新曲「おんな望郷歌」は太棹三味線のリズムに乗った初の津軽三味線の入った、初の望郷演歌と“初”モノ尽くしだ。 「津軽三味線は初めての経験ですし、エレキギターも入っています。和と洋の入り混じった和洋折衷の作品です。王道演歌も歌いやすいすがこんな雰囲気の作品もいい、そう言って下さるファンの方も多いですね。待ってました!といった評価もたくさん頂いております。特に♪よされ よされ~の歌詞にはある種の快感さえあります」。

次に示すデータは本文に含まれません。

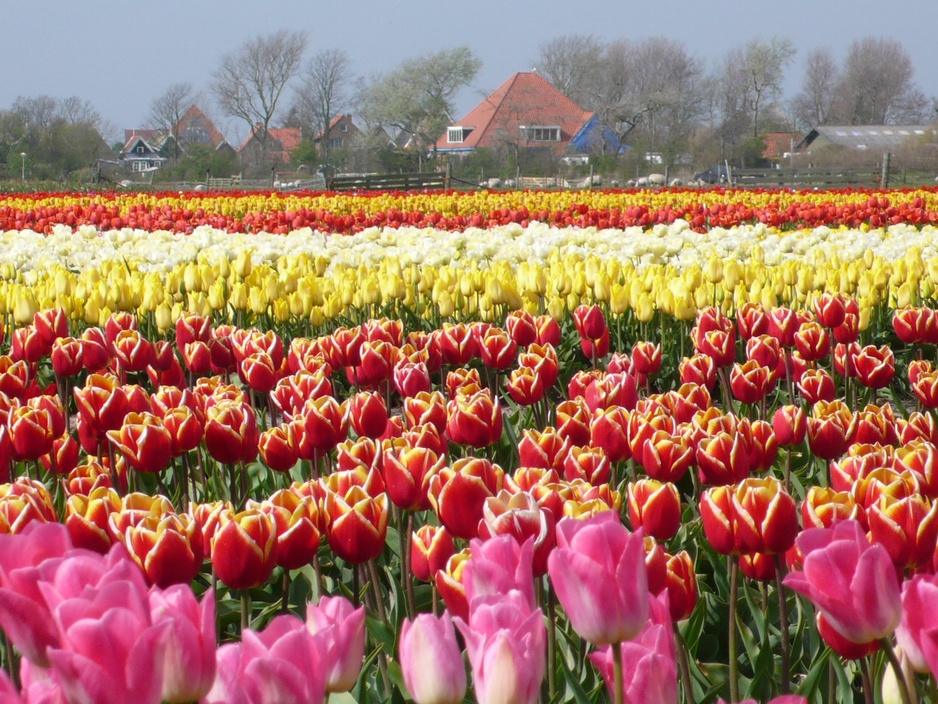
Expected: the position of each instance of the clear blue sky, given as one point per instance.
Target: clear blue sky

青森県・津軽を舞台に母と娘の絆を描いた作品だが、「詞はとっても寂しい内容で津軽の厳しい寒さを歌ったものです。デビュー曲は母ものでしたし、デビュー27年目の今回の作品も母をイメージした作品をいただきました。カップリングの『夢は果てなく』も母ものなので今年は母を歌う年なんだ…と思うと余計に感謝の気持ちで一杯です」と話す。母との絆を描きスマッシュヒットした自伝演歌のデビュー曲「浪花の母」を彷彿させるようで興味深い。

今年の7月で丸27年を迎えるが、いまもカラオケサークルをメインにCDショップ店頭でのキャンペーン等で地味ながらもしっかりと実績を挙げている。そんな夏木に30周年には何か企画が?と尋ねてみると、「まだそこまでは考えていません。今はとにかく日々しっかりと皆さんに歌を届けていきたいですね」とは本音だろう。
4月10日には2枚組のアルバム「夏木綾子ベストセレクション2019」(全26曲入)が発売された。